Also, purchased raw, skinless chicken with no fat, and eggs. Adding these to the ingredients I brought home of Friday (cabbage, mushrooms, onion, tofu...), was able to make a super healthy soup. It's delicious!  Besides, determined to stop feeling so lousy for over 1/2 the time! If you ever come to Beijing, throw out the idea that you're coming to the land of healthy eating.  Not right now.  There's no regulation and, unless people suddenly start dying (like the time, I hear rumors, that baby powder laced baby formula started killing babies), no accountability for whatever nutrition is or isn't included in whatever you're served.  I'm not a picky eater. 
 I only noticed because of the direct correlation between 
feeling sicker after eating most of the foods available.  
Oh, and a lot of the water's pretty lousy.  Even after boiling it 10+ minutes, it doesn't taste ok.

Guess what?  Knives aren't sold commonly.  They're considered to be weapons.  
I couldn't even find a table knife to help me chop up stuff for my soup.  
Instead, I found this. 
Yep, it's a pie server! I felt the edges--sharp and rough.  This'll work, I thought.  It does! Craziness. 
 I could easily off someone with this thing....shhhhh!
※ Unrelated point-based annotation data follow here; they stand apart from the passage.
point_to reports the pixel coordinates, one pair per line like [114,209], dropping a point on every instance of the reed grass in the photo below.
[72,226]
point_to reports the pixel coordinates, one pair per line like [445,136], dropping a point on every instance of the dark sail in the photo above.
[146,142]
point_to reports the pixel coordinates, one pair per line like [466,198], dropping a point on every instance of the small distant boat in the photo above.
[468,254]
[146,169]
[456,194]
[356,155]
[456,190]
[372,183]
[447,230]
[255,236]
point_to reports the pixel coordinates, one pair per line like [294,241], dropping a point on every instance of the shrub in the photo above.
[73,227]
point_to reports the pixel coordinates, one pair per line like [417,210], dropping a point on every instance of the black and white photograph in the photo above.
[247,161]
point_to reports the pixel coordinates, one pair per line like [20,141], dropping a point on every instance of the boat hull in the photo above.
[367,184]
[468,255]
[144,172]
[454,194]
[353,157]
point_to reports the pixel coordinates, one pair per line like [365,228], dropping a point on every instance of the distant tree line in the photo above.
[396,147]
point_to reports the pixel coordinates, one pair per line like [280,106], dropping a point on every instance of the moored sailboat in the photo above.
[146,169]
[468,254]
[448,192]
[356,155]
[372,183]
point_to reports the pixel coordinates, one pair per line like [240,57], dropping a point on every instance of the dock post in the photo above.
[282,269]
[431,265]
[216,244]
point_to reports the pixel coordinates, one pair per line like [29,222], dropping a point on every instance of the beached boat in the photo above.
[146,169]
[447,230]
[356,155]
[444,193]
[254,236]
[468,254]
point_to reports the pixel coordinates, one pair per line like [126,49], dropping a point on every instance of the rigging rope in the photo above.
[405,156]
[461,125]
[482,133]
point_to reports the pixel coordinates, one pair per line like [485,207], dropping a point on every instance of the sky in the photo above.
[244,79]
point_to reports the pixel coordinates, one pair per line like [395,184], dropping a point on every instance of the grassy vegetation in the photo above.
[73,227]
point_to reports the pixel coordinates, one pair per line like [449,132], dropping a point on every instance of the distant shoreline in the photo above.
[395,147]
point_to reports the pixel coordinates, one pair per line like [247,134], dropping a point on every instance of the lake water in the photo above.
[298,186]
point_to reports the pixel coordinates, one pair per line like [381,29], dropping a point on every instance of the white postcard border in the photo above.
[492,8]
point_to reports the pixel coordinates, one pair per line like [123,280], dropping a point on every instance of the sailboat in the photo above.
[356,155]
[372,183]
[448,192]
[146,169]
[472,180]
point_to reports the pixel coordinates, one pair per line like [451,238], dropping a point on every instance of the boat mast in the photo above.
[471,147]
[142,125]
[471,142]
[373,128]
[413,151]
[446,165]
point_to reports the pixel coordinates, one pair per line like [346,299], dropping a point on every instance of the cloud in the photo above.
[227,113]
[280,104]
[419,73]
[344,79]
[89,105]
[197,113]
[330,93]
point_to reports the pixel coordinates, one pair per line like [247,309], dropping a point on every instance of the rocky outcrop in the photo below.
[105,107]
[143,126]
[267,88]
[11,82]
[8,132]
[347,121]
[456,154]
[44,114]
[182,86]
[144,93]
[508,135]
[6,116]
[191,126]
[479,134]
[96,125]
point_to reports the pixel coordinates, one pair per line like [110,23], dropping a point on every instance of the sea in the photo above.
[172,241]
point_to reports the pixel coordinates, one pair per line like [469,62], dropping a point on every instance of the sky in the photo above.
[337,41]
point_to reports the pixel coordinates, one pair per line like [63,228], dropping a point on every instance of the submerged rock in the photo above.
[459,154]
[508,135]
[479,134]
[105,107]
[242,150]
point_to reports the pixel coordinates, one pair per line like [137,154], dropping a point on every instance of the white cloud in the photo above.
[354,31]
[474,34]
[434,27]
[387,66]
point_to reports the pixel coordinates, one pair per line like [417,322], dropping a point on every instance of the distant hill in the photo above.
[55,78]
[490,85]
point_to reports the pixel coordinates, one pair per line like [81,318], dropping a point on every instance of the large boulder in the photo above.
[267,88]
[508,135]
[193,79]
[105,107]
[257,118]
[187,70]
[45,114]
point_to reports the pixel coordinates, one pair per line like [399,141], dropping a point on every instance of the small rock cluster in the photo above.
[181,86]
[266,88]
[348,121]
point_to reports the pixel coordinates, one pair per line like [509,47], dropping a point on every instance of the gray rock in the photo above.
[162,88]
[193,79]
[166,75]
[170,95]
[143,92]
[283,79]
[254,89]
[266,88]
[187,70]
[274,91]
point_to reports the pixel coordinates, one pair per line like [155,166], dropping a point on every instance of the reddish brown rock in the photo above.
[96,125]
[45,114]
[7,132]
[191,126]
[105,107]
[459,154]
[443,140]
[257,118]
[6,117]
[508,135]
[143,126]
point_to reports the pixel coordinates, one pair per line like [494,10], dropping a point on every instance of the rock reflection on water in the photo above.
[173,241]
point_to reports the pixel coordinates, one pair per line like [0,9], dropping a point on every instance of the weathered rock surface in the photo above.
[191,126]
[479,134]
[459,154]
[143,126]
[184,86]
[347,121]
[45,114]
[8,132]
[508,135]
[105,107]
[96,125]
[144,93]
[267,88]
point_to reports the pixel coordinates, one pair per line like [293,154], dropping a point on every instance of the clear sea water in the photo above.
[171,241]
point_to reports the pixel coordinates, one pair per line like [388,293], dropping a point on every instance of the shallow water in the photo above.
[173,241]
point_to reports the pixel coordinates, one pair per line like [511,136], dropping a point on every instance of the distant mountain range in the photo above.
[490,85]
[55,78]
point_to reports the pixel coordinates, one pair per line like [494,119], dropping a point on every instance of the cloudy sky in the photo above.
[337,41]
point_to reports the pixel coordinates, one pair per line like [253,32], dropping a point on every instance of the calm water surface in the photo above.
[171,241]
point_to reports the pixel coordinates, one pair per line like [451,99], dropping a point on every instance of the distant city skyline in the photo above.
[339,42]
I didn't say that!
These are a few "modern" rickshaws, that can be seen everywhere, carrying everything and everyone that might fit into or on them.  You'll notice that some are pedalled manually.  Most are motorised. They all have 3 wheels.  A silver one carries people (I took this photo in the parking lot). 
This one has plants and flowers for sale. The lady in the back buys some.
Here's a bright teal-colored tiny version of a truck/wagon.  The driver's napping.
And the streets are swept up by the kind you see in this photo. I was waiting for my bus.  
So cool!  I love 'em!  One of these days, I'll get up the nerve to ride in one 
(when I'm sure I have cash and time to get lost, maybe)
Let's end with some photos of traditional architecture tucked in here and there in a mostly modern city.  I'm delighted whenever I see little touches like this.  I don't want to be anywhere in any city.
China is where I am and what I want to see!  


  1. Wow! Thanks for the update. It sounds fascinating. Sorry you started off sick. I've settled into Korea. The kids have been a real shock but I'm finding my footing. Take care! Big plus, I can swim at the air force base 15 minutes away! Take care!

    1. I'm so glad! The kids are a "real shock?" I know some of them are a handful...are you using games? That helps a lot bc they've already been in school all day before they get to you. So glad you found the place to swim! Have you joined any FB groups, like Jinju International or Friends in Samcheonpo? These are nearby cities (a quick bus ride away). Join the groups!

  2. So picturesque and descriptive--even more exciting than "National Geographic" (and I love NG). Sorry to hear about the food and water, but sounds like you're creating workarounds to stay healthy. What a marvelous adventure!

  3. I love reading about your adventures! Glad you're enjoying yourself in spite of the food and nasty water... The water was... well... unpalatable in Germany also. I guess that's probably why most of the people there drink so much beer ;)
    Since that didn't work for me, I just didn't drink much while I was there, that wasn't cooked INTO the food.
    I was enchanted with the atmosphere there though. The aged everything; castles everywhere... Seemed kinda like a fairy tale sometimes.
    And the food was.. usually... amazing! Although they allowed dogs in the guesthouses, and some of them were eye level with your food... A little strange trying to eat your dinner with a huge dog sitting there waiting to lick your plate!
    But all in all, it was a delightful year!
    I hope you have a wonderful adventure and take lots more pictures to share :)

  4. This is a great experience for all of us! Thanks for sharing from your perspective. What exactly are you trying to access online that is restricted in China? I hear about their limiting access all the time, but I don't know what kind of information they are restricting.